A central point of the defense argument is that extrajudical statements such as Regan’s may “pollute” the future coming jury pool as they wind their way through the press coverage of the case. A notable change in the new document reflects a tweak in how the defense characterizes the media’s reporting:
Old: “…a blanket ban from statements to the press from counsel for the parties is the only viable solution to ensure that counsel focus on the legal issue before this Honorable Court, not how it is portrayed by the press.”
New: “…a blanket ban from statements to the press from counsel for the parties is the only viable solution to ensure that counsel focus on the legal issue before this Honorable Court, not on manipulating press coverage of it.”
Deleted from the new motion in another characterization of the press coverage. Regarding the September 17 Washington Post story on the status hearing, “media obsession with the case,” is nowhere to be found in the new filing.

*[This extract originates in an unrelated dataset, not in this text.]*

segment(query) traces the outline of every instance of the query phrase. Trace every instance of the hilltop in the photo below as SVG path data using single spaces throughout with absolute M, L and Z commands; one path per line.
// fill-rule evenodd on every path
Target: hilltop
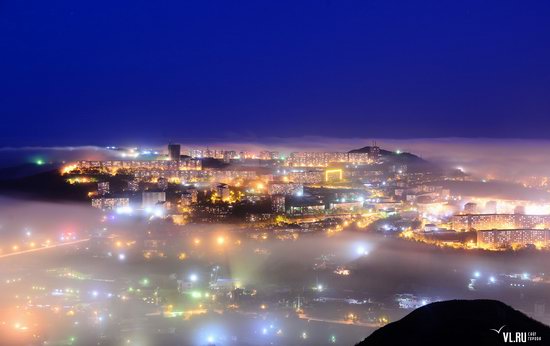
M 503 327 L 504 326 L 504 327 Z M 497 333 L 491 329 L 499 330 Z M 357 346 L 504 345 L 505 333 L 536 333 L 548 345 L 550 327 L 496 300 L 450 300 L 420 307 Z M 523 335 L 523 334 L 522 334 Z
M 366 146 L 360 149 L 350 150 L 348 153 L 371 153 L 373 150 L 372 146 Z M 407 165 L 407 168 L 411 172 L 440 172 L 441 168 L 430 162 L 421 158 L 418 155 L 401 152 L 401 151 L 389 151 L 380 148 L 380 158 L 383 164 L 385 165 Z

The inclusion of Keith Alexander’s piece that day raises an interesting question: If the defense found that WaPo story and the comments it generated so injurious, then why publicize it even more by attaching it as an exhibit to the motion and republishing it? Not just once, but twice.
The only other inconsistency we note from the defendants’ paperwork is in the page one headers, the Next Event. On both versions of the motions they list a February 11 deadline for discovery requests, but in the new Praecipe, it shows February 14. We show the next event being the December 8 status hearing. It’s a small point but we don’t think it will necessitate them filing for a third time.